Notice of Pre-AIA or AIA Status
The present application, filed on or after March 16, 2013, is being examined under the first inventor to file provisions of the AIA .
DETAILED OFFICE ACTION
This action is responsive to the communication received November 5th, 2025. Claims 1, 4, 6, 9, 11, 13, 15, 17, 19 have been amended. Claims 3, 7, 10, 14, 16, 20 have been canceled. Claims 21-22 have been newly added. Claims 1-2, 4-6, 8-9, 11-13, 15, 17-19, 21-22 have been entered and are presented for examination.
Application 18/363,868 is a Continuation of PCT/CN2021/092716 (05/10/2021) and has PCT CN2021075114 (02/03/2021)
Response to Arguments
Applicant’s arguments, filed November 5th, 2025, have been fully considered, but deemed moot in view of the new grounds of rejection which has been necessitated by Applicant’s amendment.
Claim Rejections - 35 USC § 112
The following is a quotation of 35 U.S.C. 112(b):
(b) CONCLUSION.—The specification shall conclude with one or more claims particularly pointing out and distinctly claiming the subject matter which the inventor or a joint inventor regards as the invention.
The following is a quotation of 35 U.S.C. 112 (pre-AIA ), second paragraph:
The specification shall conclude with one or more claims particularly pointing out and distinctly claiming the subject matter which the applicant regards as his invention.
Claims 2, 8 recite the limitation "the mobility management network element". There is insufficient antecedent basis for this limitation in the claim.

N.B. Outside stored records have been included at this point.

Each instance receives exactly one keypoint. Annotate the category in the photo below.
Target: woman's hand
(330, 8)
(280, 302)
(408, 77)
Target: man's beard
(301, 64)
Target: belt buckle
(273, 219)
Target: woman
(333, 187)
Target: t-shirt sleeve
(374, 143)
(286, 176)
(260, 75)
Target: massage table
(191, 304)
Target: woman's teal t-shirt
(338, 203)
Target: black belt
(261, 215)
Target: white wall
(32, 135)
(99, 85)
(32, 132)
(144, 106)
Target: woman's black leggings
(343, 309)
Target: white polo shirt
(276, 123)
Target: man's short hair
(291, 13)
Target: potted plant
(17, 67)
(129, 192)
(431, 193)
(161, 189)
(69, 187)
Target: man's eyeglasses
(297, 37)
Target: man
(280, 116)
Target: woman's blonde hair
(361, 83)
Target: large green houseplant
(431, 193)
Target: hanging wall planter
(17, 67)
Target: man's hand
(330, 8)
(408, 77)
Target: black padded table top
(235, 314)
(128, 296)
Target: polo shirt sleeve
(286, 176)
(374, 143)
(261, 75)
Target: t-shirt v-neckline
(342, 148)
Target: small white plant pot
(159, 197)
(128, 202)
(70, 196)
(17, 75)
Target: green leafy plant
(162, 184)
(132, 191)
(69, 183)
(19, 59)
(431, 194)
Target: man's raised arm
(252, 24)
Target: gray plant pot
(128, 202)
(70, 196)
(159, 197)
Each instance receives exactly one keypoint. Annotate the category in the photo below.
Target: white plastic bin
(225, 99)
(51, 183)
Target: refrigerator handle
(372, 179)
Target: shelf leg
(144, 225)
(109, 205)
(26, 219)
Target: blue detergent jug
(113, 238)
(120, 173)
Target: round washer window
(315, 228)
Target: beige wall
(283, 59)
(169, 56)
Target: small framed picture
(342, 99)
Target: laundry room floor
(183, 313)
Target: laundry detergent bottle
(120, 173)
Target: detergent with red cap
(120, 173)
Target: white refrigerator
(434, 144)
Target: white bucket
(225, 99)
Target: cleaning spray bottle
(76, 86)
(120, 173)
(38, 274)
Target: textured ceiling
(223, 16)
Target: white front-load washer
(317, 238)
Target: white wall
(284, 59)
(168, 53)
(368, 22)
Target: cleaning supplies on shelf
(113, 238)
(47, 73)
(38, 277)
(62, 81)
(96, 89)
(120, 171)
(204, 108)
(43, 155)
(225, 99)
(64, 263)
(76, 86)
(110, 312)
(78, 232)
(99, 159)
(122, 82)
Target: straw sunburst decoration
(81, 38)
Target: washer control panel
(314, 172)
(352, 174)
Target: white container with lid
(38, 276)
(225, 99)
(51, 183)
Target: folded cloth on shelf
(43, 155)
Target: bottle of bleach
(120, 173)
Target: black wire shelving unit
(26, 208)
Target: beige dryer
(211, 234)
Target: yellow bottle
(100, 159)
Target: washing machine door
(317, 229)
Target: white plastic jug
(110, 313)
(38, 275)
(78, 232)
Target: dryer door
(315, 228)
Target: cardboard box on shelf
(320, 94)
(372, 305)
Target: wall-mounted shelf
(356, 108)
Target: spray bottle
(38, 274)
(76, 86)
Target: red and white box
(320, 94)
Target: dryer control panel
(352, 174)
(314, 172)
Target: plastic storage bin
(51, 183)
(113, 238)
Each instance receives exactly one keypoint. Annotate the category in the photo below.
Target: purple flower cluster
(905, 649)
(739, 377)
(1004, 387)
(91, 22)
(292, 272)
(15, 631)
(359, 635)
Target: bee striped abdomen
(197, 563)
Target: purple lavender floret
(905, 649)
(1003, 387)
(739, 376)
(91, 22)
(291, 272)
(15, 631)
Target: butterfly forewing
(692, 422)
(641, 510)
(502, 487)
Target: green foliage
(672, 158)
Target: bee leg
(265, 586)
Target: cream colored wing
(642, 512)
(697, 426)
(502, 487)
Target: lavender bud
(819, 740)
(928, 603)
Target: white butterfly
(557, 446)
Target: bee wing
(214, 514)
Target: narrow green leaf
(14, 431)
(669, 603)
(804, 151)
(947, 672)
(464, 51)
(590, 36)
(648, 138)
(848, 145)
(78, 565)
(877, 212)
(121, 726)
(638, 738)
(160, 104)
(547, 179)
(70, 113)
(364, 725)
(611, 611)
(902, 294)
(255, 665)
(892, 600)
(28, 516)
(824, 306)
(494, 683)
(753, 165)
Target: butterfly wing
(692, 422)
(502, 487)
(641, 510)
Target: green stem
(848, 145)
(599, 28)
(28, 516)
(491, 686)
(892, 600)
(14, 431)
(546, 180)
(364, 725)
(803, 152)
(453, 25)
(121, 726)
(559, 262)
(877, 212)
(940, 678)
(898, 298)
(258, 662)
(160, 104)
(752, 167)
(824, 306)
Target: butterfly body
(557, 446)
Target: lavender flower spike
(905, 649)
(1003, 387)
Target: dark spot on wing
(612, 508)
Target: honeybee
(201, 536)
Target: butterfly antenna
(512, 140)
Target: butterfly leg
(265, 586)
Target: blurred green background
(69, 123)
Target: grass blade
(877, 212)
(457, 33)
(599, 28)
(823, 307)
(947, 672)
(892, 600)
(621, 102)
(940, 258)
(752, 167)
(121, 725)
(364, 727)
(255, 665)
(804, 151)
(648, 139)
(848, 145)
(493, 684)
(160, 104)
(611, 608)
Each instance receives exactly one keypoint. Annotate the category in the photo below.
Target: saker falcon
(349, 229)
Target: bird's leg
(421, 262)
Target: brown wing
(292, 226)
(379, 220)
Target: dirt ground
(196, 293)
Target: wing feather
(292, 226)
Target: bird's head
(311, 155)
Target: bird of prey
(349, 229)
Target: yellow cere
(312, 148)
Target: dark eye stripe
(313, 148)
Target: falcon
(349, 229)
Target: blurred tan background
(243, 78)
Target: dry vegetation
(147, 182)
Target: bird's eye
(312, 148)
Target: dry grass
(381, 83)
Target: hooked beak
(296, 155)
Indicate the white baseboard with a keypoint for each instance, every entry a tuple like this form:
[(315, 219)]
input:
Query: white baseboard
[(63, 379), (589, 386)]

Claim Rejections - 35 USC § 103
The following is a quotation of 35 U.S.C. 103 which forms the basis for all obviousness rejections set forth in this Office action:
A patent for a claimed invention may not be obtained, notwithstanding that the claimed invention is not identically disclosed as set forth in section 102, if the differences between the claimed invention and the prior art are such that the claimed invention as a whole would have been obvious before the effective filing date of the claimed invention to a person having ordinary skill in the art to which the claimed invention pertains. Patentability shall not be negated by the manner in which the invention was made.
The factual inquiries for establishing a background for determining obviousness under 35 U.S.C. 103 are summarized as follows:
1. Determining the scope and contents of the prior art.
2. Ascertaining the differences between the prior art and the claims at issue.
3. Resolving the level of ordinary skill in the pertinent art.
4. Considering objective evidence present in the application indicating obviousness or nonobviousness.
This application currently names joint inventors. In considering patentability of the claims the examiner presumes that the subject matter of the various claims was commonly owned as of the effective filing date of the claimed invention(s) absent any evidence to the contrary. Applicant is advised of the obligation under 37 CFR 1.56 to point out the inventor and effective filing dates of each claim that was not commonly owned as of the effective filing date of the later invention in order for the examiner to consider the applicability of 35 U.S.C. 102(b)(2)(C) for any potential 35 U.S.C. 102(a)(2) prior art against the later invention.
Claim(s) 1-2, 5, 8-9, 12, 15, 18, 21-21 is/are rejected under 35 U.S.C. 103 as being unpatentable over Lu et al. (US 2023/0199691) in view of Huang-Fu et al. (US 2019/0254089).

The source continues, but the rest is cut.